Allerdings gibt es Zweifel an der Wirksamkeit der Bonuszahlungen. „Diese Zahlungen und Prämien sind nicht der Schlüssel, um den Übergang aus dem Bürgergeld in Beschäftigung dramatisch zu erhöhen“, sagte Bernd Fitzenberger, Direktor des Instituts für Arbeitsmarkt- und Berufsforschung (IAB), der Wirtschaftswoche.
Einstiegsgeld beim Wechsel vom Bürgergeld in Arbeit kaum genutzt
Bisher sei etwa das Einstiegsgeld kaum ausgezahlt worden. Zwischen 36.000 und 54.000 Menschen finden monatlich aus dem Bürgergeld heraus einen Job. Zwischen Juni 2023 und Juni 2024 hätten jedoch nur zwischen 4000 und 6600 Personen monatlich das Einstiegsgeld erhalten. „Das lässt nicht den Rückschluss zu, dass dieses Instrument intensiv genutzt werde“, erklärte Fitzenberger, der aber auch einräumte: „Für die, die es in Anspruch nehmen, kann es trotzdem wirken.“ Eine wissenschaftliche Analyse dazu gibt es jedoch bisher nicht. Fitzenbergers Kollege, Arbeitsmarktforscher Enzo Weber, verteidigte jedoch die Bürgergeld-Prämie von 1000 Euro.

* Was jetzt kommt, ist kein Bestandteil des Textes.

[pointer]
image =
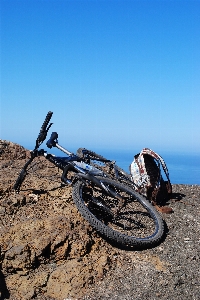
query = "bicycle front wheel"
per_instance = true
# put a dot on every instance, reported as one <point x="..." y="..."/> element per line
<point x="122" y="215"/>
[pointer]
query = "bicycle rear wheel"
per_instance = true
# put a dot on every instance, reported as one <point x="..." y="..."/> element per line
<point x="127" y="218"/>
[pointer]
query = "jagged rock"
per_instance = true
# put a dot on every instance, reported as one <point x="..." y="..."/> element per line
<point x="49" y="252"/>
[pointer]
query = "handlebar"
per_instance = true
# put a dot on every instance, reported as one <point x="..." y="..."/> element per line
<point x="44" y="129"/>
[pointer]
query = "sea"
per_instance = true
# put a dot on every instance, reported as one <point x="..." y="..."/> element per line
<point x="183" y="168"/>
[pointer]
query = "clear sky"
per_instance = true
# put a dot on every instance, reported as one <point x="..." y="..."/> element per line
<point x="115" y="73"/>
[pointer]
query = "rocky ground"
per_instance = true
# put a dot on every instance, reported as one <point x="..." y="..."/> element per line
<point x="48" y="251"/>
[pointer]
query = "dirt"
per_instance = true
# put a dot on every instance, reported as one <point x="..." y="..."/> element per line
<point x="48" y="251"/>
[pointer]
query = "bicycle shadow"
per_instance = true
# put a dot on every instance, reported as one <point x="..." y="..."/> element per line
<point x="4" y="293"/>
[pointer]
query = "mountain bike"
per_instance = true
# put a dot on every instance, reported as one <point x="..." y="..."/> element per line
<point x="114" y="209"/>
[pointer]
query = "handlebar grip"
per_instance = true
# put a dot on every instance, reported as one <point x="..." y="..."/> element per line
<point x="46" y="121"/>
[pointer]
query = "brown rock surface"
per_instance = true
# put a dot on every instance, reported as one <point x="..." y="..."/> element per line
<point x="48" y="251"/>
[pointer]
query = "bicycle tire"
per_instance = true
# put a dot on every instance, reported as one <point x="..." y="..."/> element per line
<point x="126" y="226"/>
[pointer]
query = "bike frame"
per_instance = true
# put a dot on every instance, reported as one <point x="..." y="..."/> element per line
<point x="66" y="164"/>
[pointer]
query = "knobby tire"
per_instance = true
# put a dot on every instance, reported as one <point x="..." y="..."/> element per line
<point x="136" y="223"/>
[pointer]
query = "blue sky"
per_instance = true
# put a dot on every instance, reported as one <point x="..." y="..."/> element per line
<point x="115" y="73"/>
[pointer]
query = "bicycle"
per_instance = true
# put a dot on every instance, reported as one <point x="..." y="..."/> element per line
<point x="112" y="208"/>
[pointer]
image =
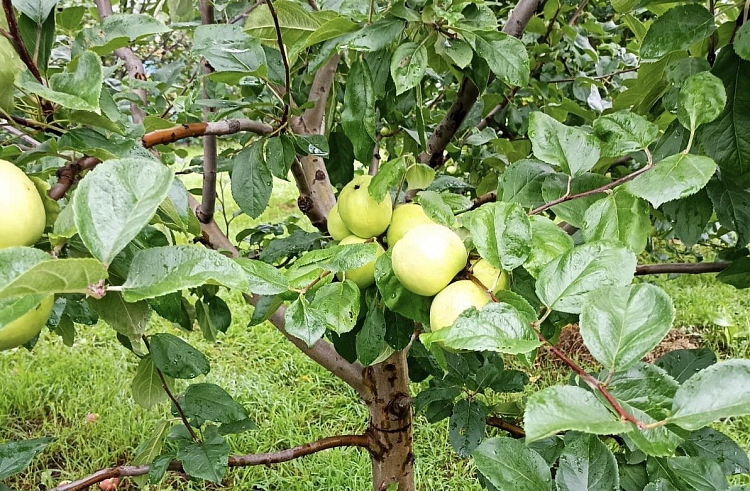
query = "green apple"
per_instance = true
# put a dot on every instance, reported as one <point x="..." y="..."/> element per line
<point x="336" y="226"/>
<point x="23" y="329"/>
<point x="361" y="214"/>
<point x="405" y="218"/>
<point x="491" y="277"/>
<point x="363" y="276"/>
<point x="427" y="258"/>
<point x="22" y="219"/>
<point x="454" y="299"/>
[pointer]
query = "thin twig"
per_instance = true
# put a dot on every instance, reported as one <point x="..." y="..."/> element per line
<point x="171" y="396"/>
<point x="590" y="380"/>
<point x="567" y="196"/>
<point x="577" y="12"/>
<point x="597" y="77"/>
<point x="66" y="175"/>
<point x="510" y="428"/>
<point x="282" y="49"/>
<point x="683" y="268"/>
<point x="361" y="441"/>
<point x="205" y="212"/>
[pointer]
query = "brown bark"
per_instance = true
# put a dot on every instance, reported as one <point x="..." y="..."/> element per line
<point x="391" y="423"/>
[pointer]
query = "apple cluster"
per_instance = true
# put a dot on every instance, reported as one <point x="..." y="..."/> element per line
<point x="425" y="256"/>
<point x="22" y="223"/>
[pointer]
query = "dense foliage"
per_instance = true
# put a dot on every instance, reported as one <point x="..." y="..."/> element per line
<point x="560" y="140"/>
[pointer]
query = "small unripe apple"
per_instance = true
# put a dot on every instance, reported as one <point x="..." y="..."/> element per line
<point x="491" y="277"/>
<point x="363" y="276"/>
<point x="454" y="299"/>
<point x="359" y="211"/>
<point x="23" y="218"/>
<point x="23" y="329"/>
<point x="427" y="258"/>
<point x="405" y="218"/>
<point x="336" y="226"/>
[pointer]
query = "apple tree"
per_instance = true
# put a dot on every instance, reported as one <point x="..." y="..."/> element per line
<point x="543" y="148"/>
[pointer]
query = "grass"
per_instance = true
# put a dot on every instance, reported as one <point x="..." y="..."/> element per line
<point x="50" y="391"/>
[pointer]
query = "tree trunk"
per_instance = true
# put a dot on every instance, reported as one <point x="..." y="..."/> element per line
<point x="391" y="424"/>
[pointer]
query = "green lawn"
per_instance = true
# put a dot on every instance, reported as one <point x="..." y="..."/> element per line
<point x="49" y="392"/>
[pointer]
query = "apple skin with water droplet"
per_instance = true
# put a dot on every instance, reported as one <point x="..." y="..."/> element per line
<point x="359" y="211"/>
<point x="427" y="258"/>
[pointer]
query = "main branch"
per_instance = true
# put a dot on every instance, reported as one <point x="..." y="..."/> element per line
<point x="361" y="441"/>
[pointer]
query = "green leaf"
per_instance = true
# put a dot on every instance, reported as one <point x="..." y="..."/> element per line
<point x="564" y="283"/>
<point x="209" y="402"/>
<point x="23" y="272"/>
<point x="561" y="408"/>
<point x="557" y="144"/>
<point x="510" y="464"/>
<point x="36" y="10"/>
<point x="358" y="114"/>
<point x="683" y="364"/>
<point x="176" y="358"/>
<point x="737" y="273"/>
<point x="674" y="177"/>
<point x="378" y="35"/>
<point x="548" y="241"/>
<point x="396" y="297"/>
<point x="702" y="98"/>
<point x="624" y="132"/>
<point x="116" y="200"/>
<point x="340" y="257"/>
<point x="304" y="322"/>
<point x="391" y="173"/>
<point x="146" y="388"/>
<point x="296" y="23"/>
<point x="556" y="185"/>
<point x="16" y="456"/>
<point x="505" y="55"/>
<point x="702" y="399"/>
<point x="620" y="325"/>
<point x="501" y="233"/>
<point x="370" y="340"/>
<point x="499" y="327"/>
<point x="161" y="270"/>
<point x="208" y="459"/>
<point x="689" y="216"/>
<point x="263" y="278"/>
<point x="716" y="446"/>
<point x="149" y="450"/>
<point x="252" y="182"/>
<point x="340" y="304"/>
<point x="620" y="217"/>
<point x="586" y="463"/>
<point x="129" y="319"/>
<point x="466" y="426"/>
<point x="228" y="49"/>
<point x="279" y="155"/>
<point x="454" y="51"/>
<point x="117" y="31"/>
<point x="77" y="88"/>
<point x="732" y="205"/>
<point x="678" y="29"/>
<point x="742" y="42"/>
<point x="436" y="208"/>
<point x="522" y="182"/>
<point x="408" y="66"/>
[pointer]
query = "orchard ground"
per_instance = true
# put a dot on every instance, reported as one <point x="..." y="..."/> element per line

Es müssten alle Register gezogen werden.
Ein Problem bei der Vermittlung von Menschen aus dem Bürgergeld heraus in Arbeit ist jedoch auch der Arbeitsmarkt selbst. Dort fehlt es überwiegend an Fachkräften, nur wenige ausgeschriebene Stellen sind sogenannte „Helfertätigkeiten“, für die keine hohe Qualifikation nötig ist. Laut Andrea Nahles, Chefin der Bundesagentur für Arbeit, sind jedoch nur sechs von zehn Arbeitslosen dafür qualifiziert. Das ist ein Grund, warum die Chancen auf eine Arbeit für Bürgergeld-Empfänger gesunken sind.

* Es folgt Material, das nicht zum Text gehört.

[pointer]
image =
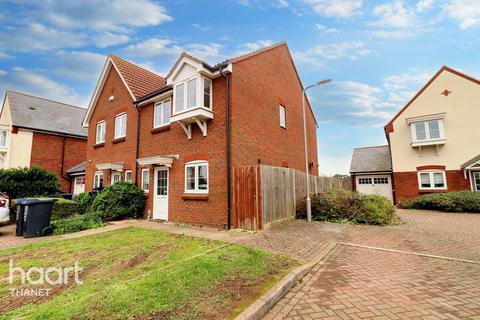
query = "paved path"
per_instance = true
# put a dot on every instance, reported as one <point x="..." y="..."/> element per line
<point x="426" y="268"/>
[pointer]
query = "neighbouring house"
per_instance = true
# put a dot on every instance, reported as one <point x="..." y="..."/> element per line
<point x="42" y="133"/>
<point x="179" y="137"/>
<point x="433" y="138"/>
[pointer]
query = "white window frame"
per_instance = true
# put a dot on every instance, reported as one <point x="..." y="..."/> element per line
<point x="115" y="173"/>
<point x="143" y="176"/>
<point x="95" y="175"/>
<point x="6" y="138"/>
<point x="122" y="131"/>
<point x="283" y="123"/>
<point x="160" y="106"/>
<point x="128" y="172"/>
<point x="432" y="181"/>
<point x="100" y="138"/>
<point x="196" y="165"/>
<point x="427" y="130"/>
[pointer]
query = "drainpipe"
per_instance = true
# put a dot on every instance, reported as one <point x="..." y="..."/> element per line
<point x="138" y="142"/>
<point x="227" y="136"/>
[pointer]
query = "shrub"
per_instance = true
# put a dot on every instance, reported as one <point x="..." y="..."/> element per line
<point x="340" y="205"/>
<point x="119" y="200"/>
<point x="28" y="182"/>
<point x="76" y="223"/>
<point x="461" y="201"/>
<point x="84" y="201"/>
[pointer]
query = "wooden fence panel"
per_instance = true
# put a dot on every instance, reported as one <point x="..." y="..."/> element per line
<point x="265" y="194"/>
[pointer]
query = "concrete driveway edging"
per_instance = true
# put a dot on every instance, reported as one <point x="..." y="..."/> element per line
<point x="262" y="305"/>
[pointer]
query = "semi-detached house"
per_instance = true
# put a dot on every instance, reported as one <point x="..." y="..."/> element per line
<point x="433" y="143"/>
<point x="179" y="136"/>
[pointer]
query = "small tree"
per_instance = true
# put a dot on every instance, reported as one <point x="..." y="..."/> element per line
<point x="28" y="182"/>
<point x="119" y="200"/>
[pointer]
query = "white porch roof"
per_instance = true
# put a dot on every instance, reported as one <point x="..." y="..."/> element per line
<point x="165" y="160"/>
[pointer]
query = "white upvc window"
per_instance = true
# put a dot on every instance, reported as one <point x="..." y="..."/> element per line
<point x="128" y="176"/>
<point x="120" y="126"/>
<point x="98" y="180"/>
<point x="146" y="179"/>
<point x="427" y="130"/>
<point x="283" y="116"/>
<point x="162" y="113"/>
<point x="100" y="134"/>
<point x="116" y="177"/>
<point x="432" y="180"/>
<point x="196" y="177"/>
<point x="3" y="139"/>
<point x="191" y="93"/>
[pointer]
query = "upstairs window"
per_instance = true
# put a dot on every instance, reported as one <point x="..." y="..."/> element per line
<point x="196" y="177"/>
<point x="162" y="114"/>
<point x="283" y="118"/>
<point x="3" y="138"/>
<point x="120" y="126"/>
<point x="432" y="180"/>
<point x="427" y="130"/>
<point x="100" y="135"/>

Prämie kann bei Qualifizierung eine Chance für Bürgergeld-Empfänger sein
Genau an dieser Stelle können gerade das Weiterbildungsgeld sowie die Weiterbildungsprämie eine Chance sein. IAB-Direktor Fitzenberger wies gegenüber der Wirtschaftswoche auf die Hindernisse hin, die Menschen davon abhalten. Dazu gehören die benötigte Kinderbetreuung, die gerade arbeitslosen Frauen den Weg in Arbeit erschwert, der Zeitaufwand im Alltag oder prägende Erlebnisse des Scheiterns in der Schule oder Ausbildung.
Helena Steinhaus wies ebenfalls auf die möglichen Hindernisse bei der Aufnahme einer Arbeit hin. „Bei den meisten Menschen, die Bürgergeld beziehen, mangelt es mitnichten am Willen, Arbeit zu finden. Aber sie befinden sich schlicht in Situationen, die das nicht zulassen“, sagte Steinhaus IPPEN.MEDIA kurz nach dem Beschluss der verschärften Bürgergeld-Regeln.
Sie sieht die geplante 1000-Euro-Prämie kritisch. Grundsätzlich sei mehr Geld für Menschen, „die wenig haben und wenig verdienen“, gut. Die Prämie berge jedoch Potenzial zu polarisieren „und einen weiteren Grund, den Menschen Faulheit zu unterstellen“.